While there may be forms of Christianity which are less problematic than others, the underlying idea behind the religion is problematic. (Some forms reject the trinity and some forms don't practice the symbolic cannibalism others do) The fundamental nature of Christianity runs counter to what Judaism established.
- Their religion is based around a human sacrifice for sin atonement. That concept contradicts very fundamental ideas in Judaism. Judaism rejects entirely the idea that a human sacrifice should occur at all. Our worst enemies practiced human sacrifice. Our rejection of that is part of what separated us from other nations at the time. Hashem separated himself by rejecting a human sacrifice (Isaac) and requested a ram sacrifice instead. That entire narrative relates to how human blood for sin is not how Hashem operates. When you add Jesus into the equation (a being they claimed was God in flesh) and then state God sacrificed a person (who was himself at the time) for sin forgiveness, it contradicts everything we established in Torah. Why would Hashem break his own standard? That makes no sense.
- Their nature of sin itself is different. Judaism establishes that we each carry our own sins. We are not responsible for the sins of our families or ancestors unless we carry on their mistakes and continue them. Outside of that, we all have our own moral bank account. Christianity changed that relationship with the concept of Original Sin. They state that we all carry the universal burden of the sin Eve made when she disobeyed God (the original sin). While it's true her actions fundamentally changed the nature of humanity (and made us as we are) the fact is Judaism rejects the idea that Hashem has added a sin debt to every human by default because of her actions. Our sins are our own and her sins were hers. We don't all start off in the negative because of her actions. Hashem is just and such a standard would be the opposite of justice.
- Their fundamental belief in Christianity is that you need Jesus for heaven. That statement is the "no, no" to end all "no, nos". Jesus fundamentally changed the system by stating that no one can get to the father except through him.

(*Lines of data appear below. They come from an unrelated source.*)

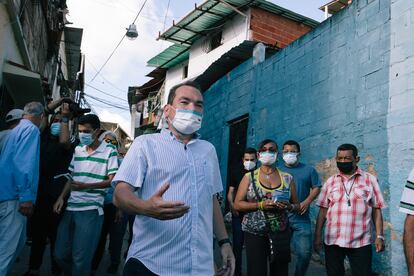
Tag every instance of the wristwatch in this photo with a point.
(224, 241)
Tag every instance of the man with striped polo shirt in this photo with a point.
(93, 167)
(169, 180)
(407, 207)
(350, 202)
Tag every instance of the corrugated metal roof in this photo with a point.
(73, 40)
(228, 61)
(335, 6)
(213, 13)
(170, 57)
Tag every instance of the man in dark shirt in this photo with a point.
(56, 151)
(249, 164)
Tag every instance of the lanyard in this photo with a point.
(350, 190)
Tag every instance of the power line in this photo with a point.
(166, 13)
(103, 78)
(106, 61)
(119, 43)
(106, 93)
(106, 103)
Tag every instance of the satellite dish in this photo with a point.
(132, 32)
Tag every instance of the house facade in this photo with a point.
(210, 41)
(40, 55)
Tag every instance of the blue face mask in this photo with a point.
(55, 129)
(86, 138)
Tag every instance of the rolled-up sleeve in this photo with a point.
(377, 200)
(134, 166)
(323, 200)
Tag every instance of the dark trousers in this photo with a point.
(116, 233)
(135, 267)
(238, 240)
(44, 224)
(257, 252)
(359, 259)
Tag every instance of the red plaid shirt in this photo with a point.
(350, 226)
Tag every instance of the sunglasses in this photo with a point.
(113, 142)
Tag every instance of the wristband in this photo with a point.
(223, 241)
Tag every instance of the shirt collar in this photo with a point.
(168, 134)
(357, 172)
(100, 148)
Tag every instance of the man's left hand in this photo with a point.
(304, 205)
(26, 208)
(379, 245)
(76, 185)
(229, 262)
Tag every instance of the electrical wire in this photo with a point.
(106, 103)
(165, 17)
(119, 43)
(106, 93)
(103, 78)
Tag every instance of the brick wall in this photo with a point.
(274, 29)
(351, 79)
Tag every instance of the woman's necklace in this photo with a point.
(267, 175)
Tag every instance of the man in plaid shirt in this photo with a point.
(349, 202)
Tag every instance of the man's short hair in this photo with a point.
(14, 115)
(264, 142)
(91, 119)
(292, 143)
(33, 109)
(173, 90)
(348, 147)
(250, 151)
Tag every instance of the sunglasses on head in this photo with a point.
(110, 141)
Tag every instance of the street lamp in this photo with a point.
(132, 32)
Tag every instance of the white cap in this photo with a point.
(14, 114)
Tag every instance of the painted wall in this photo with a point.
(334, 85)
(400, 117)
(8, 46)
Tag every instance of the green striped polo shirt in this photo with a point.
(407, 198)
(91, 168)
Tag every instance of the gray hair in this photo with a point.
(33, 109)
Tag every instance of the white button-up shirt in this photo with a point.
(182, 246)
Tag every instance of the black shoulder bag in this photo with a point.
(279, 241)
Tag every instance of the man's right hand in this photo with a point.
(57, 207)
(317, 244)
(161, 209)
(26, 208)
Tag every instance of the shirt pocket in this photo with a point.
(335, 194)
(203, 176)
(363, 193)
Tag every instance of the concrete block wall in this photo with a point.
(348, 80)
(400, 117)
(274, 29)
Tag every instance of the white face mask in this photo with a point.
(268, 158)
(290, 158)
(187, 121)
(249, 165)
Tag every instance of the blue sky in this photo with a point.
(104, 23)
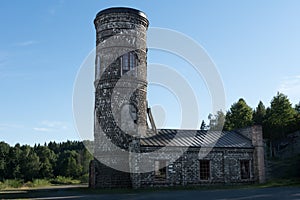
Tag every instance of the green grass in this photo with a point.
(16, 183)
(61, 180)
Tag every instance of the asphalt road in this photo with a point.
(279, 193)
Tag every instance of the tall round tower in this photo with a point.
(121, 88)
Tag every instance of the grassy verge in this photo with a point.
(16, 183)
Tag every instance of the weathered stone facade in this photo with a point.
(121, 88)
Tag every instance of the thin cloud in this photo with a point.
(6, 126)
(41, 129)
(54, 9)
(51, 126)
(26, 43)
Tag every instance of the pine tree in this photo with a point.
(259, 114)
(239, 116)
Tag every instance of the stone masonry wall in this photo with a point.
(224, 167)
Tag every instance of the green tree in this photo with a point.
(280, 117)
(47, 161)
(13, 164)
(203, 126)
(297, 108)
(4, 158)
(29, 163)
(68, 164)
(297, 117)
(216, 122)
(239, 116)
(259, 114)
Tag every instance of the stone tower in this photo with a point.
(120, 93)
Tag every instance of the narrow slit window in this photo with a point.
(245, 169)
(160, 170)
(204, 169)
(128, 62)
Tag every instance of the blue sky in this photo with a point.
(254, 44)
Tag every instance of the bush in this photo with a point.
(40, 182)
(11, 183)
(84, 178)
(64, 180)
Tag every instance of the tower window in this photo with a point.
(245, 169)
(128, 62)
(160, 170)
(204, 169)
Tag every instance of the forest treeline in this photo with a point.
(67, 159)
(278, 120)
(71, 159)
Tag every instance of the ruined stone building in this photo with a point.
(129, 150)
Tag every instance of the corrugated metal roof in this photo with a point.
(196, 138)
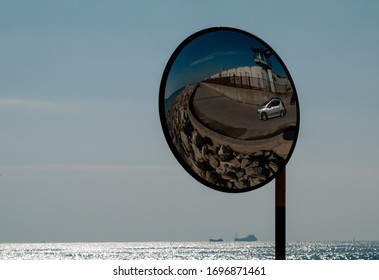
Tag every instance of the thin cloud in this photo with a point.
(213, 56)
(26, 103)
(202, 60)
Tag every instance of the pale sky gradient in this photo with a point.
(82, 154)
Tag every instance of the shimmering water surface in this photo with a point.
(333, 250)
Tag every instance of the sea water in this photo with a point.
(331, 250)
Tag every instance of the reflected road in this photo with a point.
(235, 119)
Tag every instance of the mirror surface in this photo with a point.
(229, 109)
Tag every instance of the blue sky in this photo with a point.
(211, 53)
(82, 154)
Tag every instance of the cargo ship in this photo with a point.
(249, 238)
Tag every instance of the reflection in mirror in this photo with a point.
(229, 109)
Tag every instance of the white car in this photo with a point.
(272, 108)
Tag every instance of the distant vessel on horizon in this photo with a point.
(249, 238)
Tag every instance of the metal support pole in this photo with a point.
(280, 215)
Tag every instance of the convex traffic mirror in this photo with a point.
(229, 109)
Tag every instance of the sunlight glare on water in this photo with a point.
(332, 250)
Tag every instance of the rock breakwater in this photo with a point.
(211, 159)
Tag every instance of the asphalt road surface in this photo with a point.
(235, 119)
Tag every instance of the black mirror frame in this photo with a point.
(163, 120)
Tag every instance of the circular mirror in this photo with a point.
(229, 109)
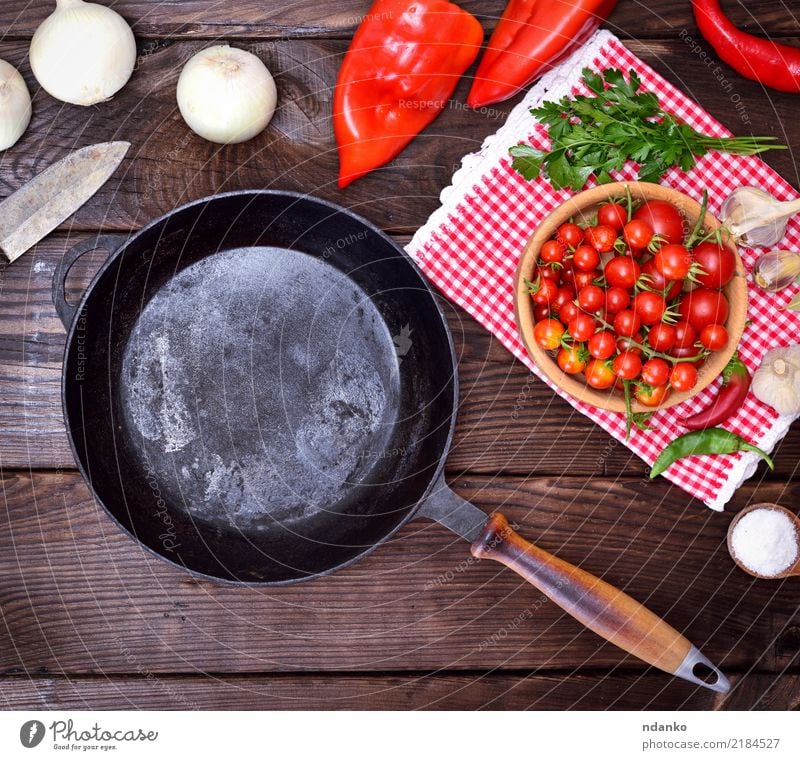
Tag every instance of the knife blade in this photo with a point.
(38, 207)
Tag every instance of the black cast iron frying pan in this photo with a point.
(260, 388)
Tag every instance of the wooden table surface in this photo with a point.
(90, 620)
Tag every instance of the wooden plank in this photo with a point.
(451, 691)
(214, 19)
(78, 596)
(168, 165)
(505, 418)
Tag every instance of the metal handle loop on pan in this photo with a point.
(107, 242)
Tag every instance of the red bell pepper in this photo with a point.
(771, 63)
(402, 66)
(531, 37)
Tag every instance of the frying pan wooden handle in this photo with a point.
(601, 607)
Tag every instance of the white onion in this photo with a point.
(226, 95)
(83, 53)
(15, 105)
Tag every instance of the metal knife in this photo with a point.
(37, 208)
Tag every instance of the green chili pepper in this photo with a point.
(709, 441)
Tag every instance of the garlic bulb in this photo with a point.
(226, 95)
(83, 52)
(15, 105)
(756, 218)
(777, 381)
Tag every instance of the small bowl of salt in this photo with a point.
(764, 540)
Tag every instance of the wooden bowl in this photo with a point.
(581, 208)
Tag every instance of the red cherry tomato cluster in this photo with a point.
(626, 300)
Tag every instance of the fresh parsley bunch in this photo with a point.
(593, 135)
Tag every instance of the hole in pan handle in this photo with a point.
(102, 242)
(598, 605)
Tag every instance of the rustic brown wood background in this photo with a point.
(89, 620)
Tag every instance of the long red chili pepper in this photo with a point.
(771, 63)
(402, 66)
(735, 384)
(531, 37)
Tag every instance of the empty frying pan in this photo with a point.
(260, 388)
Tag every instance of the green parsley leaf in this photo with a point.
(593, 135)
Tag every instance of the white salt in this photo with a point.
(765, 541)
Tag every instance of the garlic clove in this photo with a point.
(15, 105)
(83, 53)
(776, 270)
(777, 380)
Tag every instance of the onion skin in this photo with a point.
(15, 105)
(83, 53)
(226, 95)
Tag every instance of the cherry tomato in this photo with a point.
(661, 337)
(663, 218)
(637, 234)
(549, 273)
(717, 263)
(544, 291)
(602, 345)
(572, 359)
(673, 261)
(651, 395)
(599, 375)
(548, 334)
(617, 299)
(591, 298)
(552, 252)
(683, 376)
(627, 365)
(650, 307)
(601, 238)
(568, 312)
(570, 234)
(628, 344)
(704, 306)
(612, 215)
(685, 335)
(687, 353)
(627, 323)
(714, 337)
(670, 289)
(622, 272)
(582, 327)
(655, 372)
(585, 258)
(582, 279)
(564, 294)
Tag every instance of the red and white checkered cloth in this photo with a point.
(470, 247)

That statement is a gross violation of everything established beforehand and it created a situation where a middle-man positioned himself in a such a way where you needed him piggybacking onto your teshuvah process if you wanted full forgiveness. Nothing about that has anything to do with Judaism. It's a perversion of it to build something new around one man.
How about being a Noahide and rejecting Christianity as a doctrine,
but taking part in Christian religious activities such as sermons,
baptisms, etc?
What if I cheat on my spouse physically but I promise to never do so emotionally? That's still being faithful, right? (sarcasm)
The relationship between God and his people is described like a marriage. You're faithful to God in the same way you are faithful to your spouse. When you commit to your spouse, you remove yourself from temptations or inappropriate relationships which border on unfaithfulness.
- You don't have secret friends.
- You don't get physical with other men/women.
- You don't speak flirtatiously with someone as you would your spouse.
- etc.
There are lines drawn to establish that respect.
Whether you are a Jew or whether you are a Noahide, if you are still participating in religious activities developed by Christian tradition, you're cheating on Hashem. You're giving an aspect of your divine life to someone else and pretending you're not being unfaithful because your "heart is in the right place" while doing it.
That's not how it works. When you take on foreign worship practices, you are cheating on Hashem.
There's a reason we no longer pray on our knees (except Karaite Jews) - It's because we actively wanted to separate ourselves from other faith practices we may unintentionally emulate. Risking that means risking cheating on Hashem and breaking our covenant as a nation.